Enfin, un vrai évènement se produit avec Skip The Use, d’autres habitués ! C’est la 3ème fois qu’ils se produisent dans le cadre du festival, et la deuxième année consécutive. Est-ce une fois de trop ? Non, suis-je tentée de répondre. L’an dernier certains les ont ratés, et j’en suis ! Enfin un produit de qualité, et dont on connait la provenance. C’est sur-vitaminé qu’on les retrouve, plein d’en-train, face à un public dont les papilles saturées d’émotions, est accroché à toutes les sonorités diffusées. Malléable à merci, comme hypnotisée, la foule se déplace comme on lui demande. Le tout rend un spectacle complet qui aspire des milliers de personnes partageant un moment particulier, dans une spirale en dehors de la réalité. L’instant où ce fut le plus flagrant est sans doute pour Ghost ou pour la reprise de Smells like teen spirit.

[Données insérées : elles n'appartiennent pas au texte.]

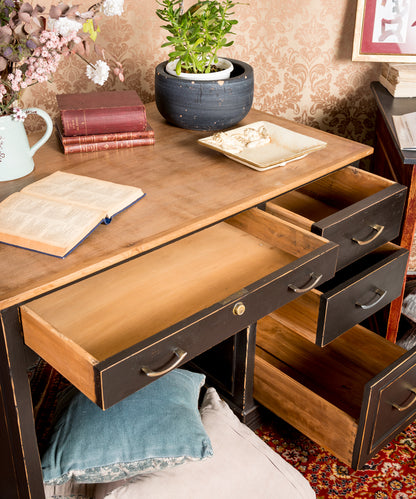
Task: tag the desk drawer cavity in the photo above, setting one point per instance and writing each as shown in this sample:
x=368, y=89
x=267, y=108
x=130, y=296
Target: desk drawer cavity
x=115, y=332
x=355, y=293
x=351, y=397
x=354, y=208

Petite pause, histoire de reprendre son souffle. Et puis, de nouveau inspirations et expirations se cadencent au son de quelques notes, en l’occurrence celles de Bloc Party. Frénésie générale, sauts incontrôlés et ambiance joviale malgré la vague brume pluvieuse et le décor extérieur digne d’un roman d’Emily Brontë.
Longue reprise de conscience … mais c’est inlassablement que l’on se laisse reprendre par le flot musical qui réside dans l’air. Paul Kalkbrenner aura raison de nous. Les DJ ayant le crâne dégarni nous auront envahis en deux jours, et je me demande innocemment si il  ne faudrait pas se raser les cheveux pour devenir un génie de l’électro, de la house ou de la techno. En tout cas, ce n’est pas le berlinois qui va démentir cette théorie, puisqu’il nous submerge et nous abat dans son univers, dont on décolle pour rejoindre une autre scène.
Make The Girl Dance, fait bouger les filles, mais aussi les garçons par la même occasion. Par curiosité on y jette un tympan, un œil et puis son corps. On se laisse aspirer par leur style, leurs réflexions entre deux mixs et par les personnages tout simplement. Un bon digestif, avant d’aller se coucher.

C’est vidé, plein de belles images en tête, de sensations, et de musique, que l’on se retrouve face au néant, en quittant le camping le dimanche matin. Heureusement que le soleil est là, pour nous dire que l’année d’après ne sera que le recommencement d’une expérience qui aura muté. Nous nous y retrouverons vieillies d’un an et nous y fêterons une double majorité, la sienne, et la notre. À l’année prochaine Garorock, pour se souhaiter nos 18 ans et souffler ensemble nos bougies pour trois jours qui seront encore emplis de folie.